Sitting at one of the upstairs windows at Juna's Cafe, looking down on the Commons while snow follows its own meandering path downward. Trying as usual to lay hands on the separate pieces of my dissertation, trying not to be daunted by the scale of it all. My Pound chapter is turning into a Pound/Heidegger chapter, which seems natural enough: both were tremendously influential on postmodern poets/thinkers with progressive tendencies; both were themselves Fascists. Extracting the pastoral dimension of Heidegger's thought is like unwinding a ball of yarn into a second, identical ball: painstaking and yet a bit obvious, at least to me. (But it's the moment, the action, the energeia of unspooling that matters, right? "On the Way to Language," indeed....) Still nowhere near actually discussing The Cantos or even Pound's "Imagist" poems. It's going to be a long chapter. I hope the others come more swiftly.
I really enjoyed writing "The Prisoner Poems" below and thanks to those who've remarked on them.

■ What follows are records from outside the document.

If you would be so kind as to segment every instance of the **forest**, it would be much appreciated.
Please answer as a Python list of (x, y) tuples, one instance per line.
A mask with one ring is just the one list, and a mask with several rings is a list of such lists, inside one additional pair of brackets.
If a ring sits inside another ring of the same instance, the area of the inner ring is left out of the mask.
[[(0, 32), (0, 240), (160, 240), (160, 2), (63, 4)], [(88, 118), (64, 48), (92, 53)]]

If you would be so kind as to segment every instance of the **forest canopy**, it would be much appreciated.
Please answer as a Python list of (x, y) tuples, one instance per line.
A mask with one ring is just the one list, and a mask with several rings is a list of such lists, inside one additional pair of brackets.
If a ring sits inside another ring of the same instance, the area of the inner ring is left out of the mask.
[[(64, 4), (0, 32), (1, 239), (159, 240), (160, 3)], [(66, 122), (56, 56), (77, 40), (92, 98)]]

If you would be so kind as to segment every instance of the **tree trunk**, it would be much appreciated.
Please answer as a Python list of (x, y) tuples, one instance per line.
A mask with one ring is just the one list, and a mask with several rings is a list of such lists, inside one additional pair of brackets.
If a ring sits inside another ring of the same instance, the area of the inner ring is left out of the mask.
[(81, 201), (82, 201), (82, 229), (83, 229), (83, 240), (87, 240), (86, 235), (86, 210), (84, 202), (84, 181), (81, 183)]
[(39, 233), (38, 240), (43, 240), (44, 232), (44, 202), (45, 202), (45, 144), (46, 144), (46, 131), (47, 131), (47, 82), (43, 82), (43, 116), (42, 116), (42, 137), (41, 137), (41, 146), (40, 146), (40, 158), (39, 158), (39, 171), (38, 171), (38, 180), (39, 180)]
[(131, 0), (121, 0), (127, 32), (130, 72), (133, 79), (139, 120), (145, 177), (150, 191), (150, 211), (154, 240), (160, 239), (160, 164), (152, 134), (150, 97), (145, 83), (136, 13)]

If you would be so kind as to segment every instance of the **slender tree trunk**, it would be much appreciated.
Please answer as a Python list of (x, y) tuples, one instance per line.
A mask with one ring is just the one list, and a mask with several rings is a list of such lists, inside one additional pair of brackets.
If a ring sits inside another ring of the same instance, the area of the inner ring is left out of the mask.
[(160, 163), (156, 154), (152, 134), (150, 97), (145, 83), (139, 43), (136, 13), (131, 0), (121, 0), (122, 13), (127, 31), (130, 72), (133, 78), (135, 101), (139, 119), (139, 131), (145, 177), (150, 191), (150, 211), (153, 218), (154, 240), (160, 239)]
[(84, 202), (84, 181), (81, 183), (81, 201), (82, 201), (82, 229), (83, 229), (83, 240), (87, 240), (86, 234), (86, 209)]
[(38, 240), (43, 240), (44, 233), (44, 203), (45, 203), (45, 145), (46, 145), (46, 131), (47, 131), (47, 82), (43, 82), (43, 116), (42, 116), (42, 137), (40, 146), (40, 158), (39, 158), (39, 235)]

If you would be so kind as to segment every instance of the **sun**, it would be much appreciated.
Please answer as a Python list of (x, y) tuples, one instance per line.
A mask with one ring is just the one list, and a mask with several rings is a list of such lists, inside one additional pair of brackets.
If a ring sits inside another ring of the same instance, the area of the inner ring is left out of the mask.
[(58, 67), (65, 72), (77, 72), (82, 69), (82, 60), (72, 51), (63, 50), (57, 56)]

I tried to use the show as a kind of pivot around which to swing some verbal energy, as opposed to writing "about" it. I imagine it's a similar impulse to that expressed by David Lynch's use of noir conventions in Mullholland Drive; they're there to inspire and to provide a web of reference for the audience, without actually constituting a "plot" or "subject matter." Shannna, just because I "beat you to it" doesn't mean the world doesn't need more poems about The Prisoner! In fact, that might make a nice anthology to follow up Aubergine. (Speaking of which, like Michael, I too received a Yale Review subscription flyer in the eggplant aftermath. I figured it was because J.D. McClatchy had my address, but now I wonder.... Of course I get unsolicited poetry-related mail fairly frequently; we could just all be on the same list because we once subscribed to Poets & Writers or something.)
Later on I'll post my own stab at Court Green's bouts-rime challenge.